I am trying to optimize a model which has output range [1, -1] so, I know for the last layer I can not use ReLU
as it always gives positive output. But, I was wondering that , can using ReLU
in intermediate layers affect the model output as it will make each activation output greater than 1. Thus choosing other activation function such as TanH
will be more suitable case here. Or, may be Leaky ReLU. I guess, In case of Leaky ReLU
, setting the slope is a crucial hyperparameter. I tried all three activation functions, TanH optimizes over time, ReLU
model give nan
output after few epoch, Leaky ReLU
some time work some time gives output as nan
. Can someone have their thoughts on this topic.
Hi Rajat!
It is perfectly fine to use ReLU
as the activation for intermediate layers.

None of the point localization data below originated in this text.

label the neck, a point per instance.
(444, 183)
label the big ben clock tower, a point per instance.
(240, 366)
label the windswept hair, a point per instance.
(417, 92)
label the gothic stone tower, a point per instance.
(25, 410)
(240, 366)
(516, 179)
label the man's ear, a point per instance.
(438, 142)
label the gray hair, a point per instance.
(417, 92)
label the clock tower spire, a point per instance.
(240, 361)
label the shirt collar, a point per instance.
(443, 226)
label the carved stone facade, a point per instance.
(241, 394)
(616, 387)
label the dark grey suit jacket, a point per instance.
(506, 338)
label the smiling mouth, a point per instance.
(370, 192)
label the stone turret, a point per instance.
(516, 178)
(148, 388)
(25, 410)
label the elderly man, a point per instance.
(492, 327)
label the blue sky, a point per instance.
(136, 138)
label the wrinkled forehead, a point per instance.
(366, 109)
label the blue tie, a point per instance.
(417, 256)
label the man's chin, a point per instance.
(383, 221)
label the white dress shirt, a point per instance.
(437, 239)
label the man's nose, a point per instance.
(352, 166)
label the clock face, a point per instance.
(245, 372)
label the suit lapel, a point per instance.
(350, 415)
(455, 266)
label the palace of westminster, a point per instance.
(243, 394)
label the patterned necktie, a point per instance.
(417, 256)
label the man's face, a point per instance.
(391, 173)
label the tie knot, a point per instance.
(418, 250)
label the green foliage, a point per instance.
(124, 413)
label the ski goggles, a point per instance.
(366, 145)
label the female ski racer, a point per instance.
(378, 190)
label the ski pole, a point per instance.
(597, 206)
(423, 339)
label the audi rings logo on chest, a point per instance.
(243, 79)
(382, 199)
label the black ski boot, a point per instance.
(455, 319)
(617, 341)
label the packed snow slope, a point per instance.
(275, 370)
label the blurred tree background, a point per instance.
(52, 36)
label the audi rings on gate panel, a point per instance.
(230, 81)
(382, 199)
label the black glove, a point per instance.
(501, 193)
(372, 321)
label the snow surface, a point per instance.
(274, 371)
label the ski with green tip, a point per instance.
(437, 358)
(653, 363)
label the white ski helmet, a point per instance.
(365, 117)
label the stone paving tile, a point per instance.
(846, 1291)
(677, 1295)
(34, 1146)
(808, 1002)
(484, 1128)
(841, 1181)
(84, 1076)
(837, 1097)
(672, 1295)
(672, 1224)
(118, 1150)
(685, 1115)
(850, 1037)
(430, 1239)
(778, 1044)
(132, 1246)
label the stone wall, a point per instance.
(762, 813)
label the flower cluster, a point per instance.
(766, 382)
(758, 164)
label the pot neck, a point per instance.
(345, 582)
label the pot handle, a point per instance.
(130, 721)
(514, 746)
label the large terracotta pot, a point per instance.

Even though the output will be greater than zero (I assume that “make
each activation output greater than 1” is a typo.), a subsequent Linear
layer can have negative weights that flip the sign of the positive activation
output and negative biases that shift the positive activation output down
below zero.
As a practical modeller, you might then want to use Tanh
– because it
works!
As for the nan
, ReLU
might still work, but you might start with a lower
learning rate as doing so can sometimes avoid the nan
s. One approach
is to start with a small learning rate so that your training can avoid nan
s
while the model’s training “settles down,” increase the learning rate for
a while so you make faster progress, and then lower the learning rate
again so you can “fine tune” the model’s parameters.
Best.
K. Frank
Like you said in subsequent layers the sign will flip out. But, I case of my model I am using ReLU at all layers except the last one which is TanH. So, I think model will have hard time to learn. Also, for Leaky ReLU the slope is crucial parameter.